Patients are informed about discomfort after the procedure and are encouraged to use artificial tears during the first 24-hour period to address minor surface irritation. They are also told that the day after the procedure, they should not have any meaningful discomfort and that the eye should feel better with each day. If there is a break from that pattern to any degree, or worsening of vision, they are told to contact the office.
“If they contact the office, we will talk them through their symptom complex, and decide whether they should come in,” he said. “We have a very low threshold for bringing patients into the office. We’d rather see 100 patients that had no real problems than try to keep any patient from coming who may have endophthalmitis.”
The second concern in these patients is IOP elevation, Dr. Capone continued.
“I routinely see patients 6 weeks after the injection to monitor pressures,” he said. “With each patient, I have a conversation about the pressure issue, and then typically, before initiating therapy if they are still phakic, we will discuss the cataractogenicity of intraocular steroids.”
His technicians will consent the patients, hand them the informational sheet that covers endophthalmitis, and Dr. Capone reviews it with them as well post-injection.

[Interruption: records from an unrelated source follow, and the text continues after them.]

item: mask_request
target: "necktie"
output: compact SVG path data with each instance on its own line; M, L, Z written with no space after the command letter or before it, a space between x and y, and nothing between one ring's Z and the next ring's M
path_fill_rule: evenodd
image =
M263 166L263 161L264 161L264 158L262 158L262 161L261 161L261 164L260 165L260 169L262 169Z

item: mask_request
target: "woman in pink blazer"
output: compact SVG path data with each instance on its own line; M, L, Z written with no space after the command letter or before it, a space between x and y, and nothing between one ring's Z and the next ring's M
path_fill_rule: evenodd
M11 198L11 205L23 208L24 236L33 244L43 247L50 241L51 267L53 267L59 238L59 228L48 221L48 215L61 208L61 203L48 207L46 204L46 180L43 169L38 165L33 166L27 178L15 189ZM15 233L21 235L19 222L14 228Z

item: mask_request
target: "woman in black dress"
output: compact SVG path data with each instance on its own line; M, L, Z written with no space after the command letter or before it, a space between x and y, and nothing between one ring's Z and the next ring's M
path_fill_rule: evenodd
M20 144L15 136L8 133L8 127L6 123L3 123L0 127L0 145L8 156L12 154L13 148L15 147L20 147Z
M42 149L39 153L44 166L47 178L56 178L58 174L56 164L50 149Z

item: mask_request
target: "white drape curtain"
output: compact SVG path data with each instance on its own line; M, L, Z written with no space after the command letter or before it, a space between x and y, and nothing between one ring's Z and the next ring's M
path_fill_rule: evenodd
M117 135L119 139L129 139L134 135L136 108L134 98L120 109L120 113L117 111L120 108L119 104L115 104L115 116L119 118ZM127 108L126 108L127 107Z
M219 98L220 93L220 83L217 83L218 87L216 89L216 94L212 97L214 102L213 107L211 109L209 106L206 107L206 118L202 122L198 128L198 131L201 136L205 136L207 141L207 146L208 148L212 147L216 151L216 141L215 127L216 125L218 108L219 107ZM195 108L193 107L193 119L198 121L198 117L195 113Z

“The patients need to know what to expect from an uneventful-as well as eventful-post-injection course,” he said. “If you talk them through this-instead of just doing the injection and sending them on their way-you minimize the number of post-procedural phone calls, because patients anticipate the various problems that are minor, such as ocular surface discomfort or subconjunctival hemorrhage.
“I will warn them about the subconjunctival hemorrhage, and tell them that they will notice that they eye doesn’t look good, but it feels fine and vision is unaffected,” Dr. Capone said. “The hemorrhage will be cosmetically be more alarming than anything.”
Patients are warned that if they experience any changes in vision, discharge, photophobia, or pain, they should contact the office. The most common reasons patients will call into the office post-procedurally is surface discomfort caused by the pre-injection preparation.
Dr. Capone explained that he typically waits 12 weeks after the initial injection to repeat the initial treatment.
“If I see residual edema, I will shorten that interval to 10 weeks,” he concluded. “I gradually reduce the interval until from injection to injection, there is no edema.”
Antonio Capone Jr., MD
Dr. Capone has no financial disclosures.